Say "pause", "stop", or "stop listening" to stop. Say "resume" or use Ctrl+Shift+1 to start again. Hands-free mode also auto-stops after 5 minutes of no speech.


Agent Integration

Mantra supports multiple AI agent backends:

  • Cursor — sends prompts to the Cursor composer panel. Auto-selected when running in Cursor IDE. Only available in Cursor (grayed out in VS Code).
  • Claude Code (Terminal) — sends prompts to the Claude Code CLI running in a terminal. Requires the claude CLI in your PATH.
  • Claude Code (Extension) — sends prompts to the Claude Code VS Code extension sidebar panel. No CLI needed — just install the extension.
  • Q&A — built-in Q&A agent shown in the Output panel. No external agent needed.

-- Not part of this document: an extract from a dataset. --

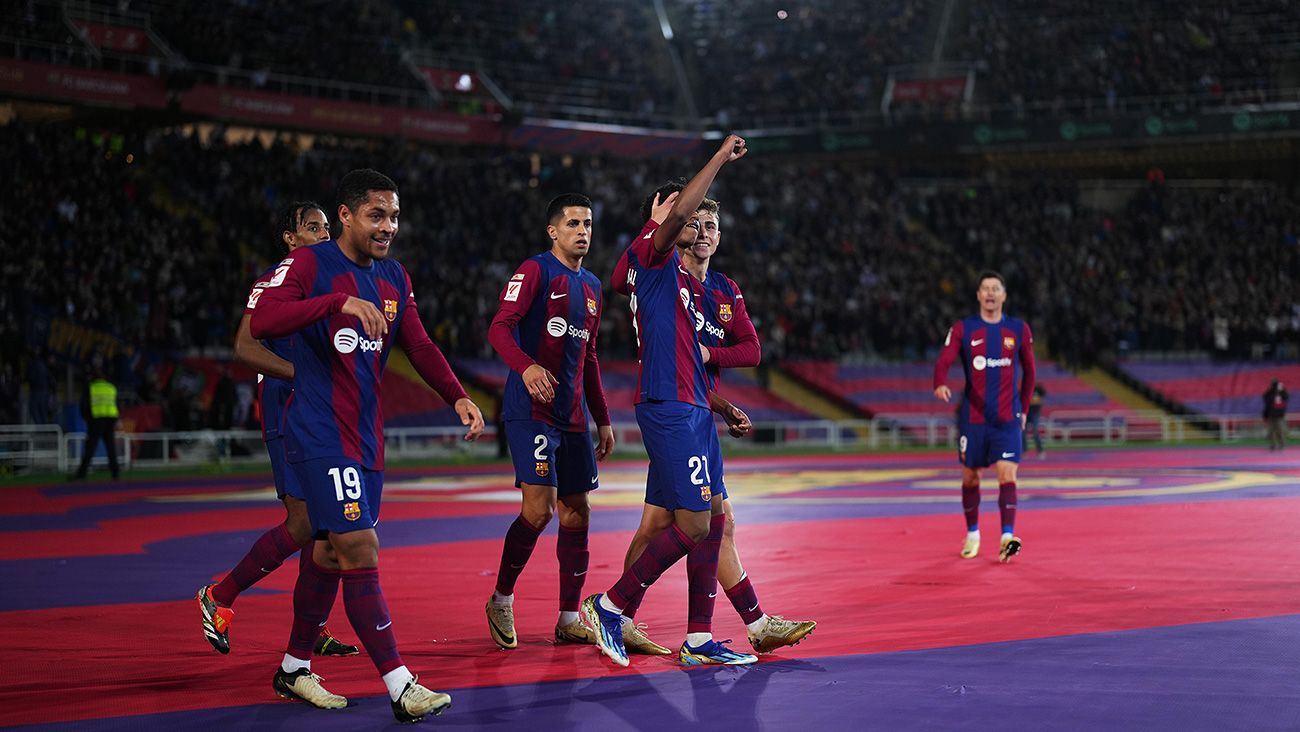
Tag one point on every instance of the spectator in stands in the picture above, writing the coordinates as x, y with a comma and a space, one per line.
99, 410
1275, 414
1032, 425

Select your preferred mode from the Agent dropdown in the Mantra sidebar. When running in Cursor, the agent defaults to Cursor automatically.

When an agent is active, it becomes the default destination for any non-trivial request and for all code-edit requests when no text is selected. You don't need to say "ask Claude" — just speak naturally and tasks are automatically routed to the agent.

Sending prompts to the agent

Say "ask Claude to refactor this function", "ask agent how to fix that", or just "add an AI opponent", "improve the performance", "add authentication" — it routes to the agent automatically.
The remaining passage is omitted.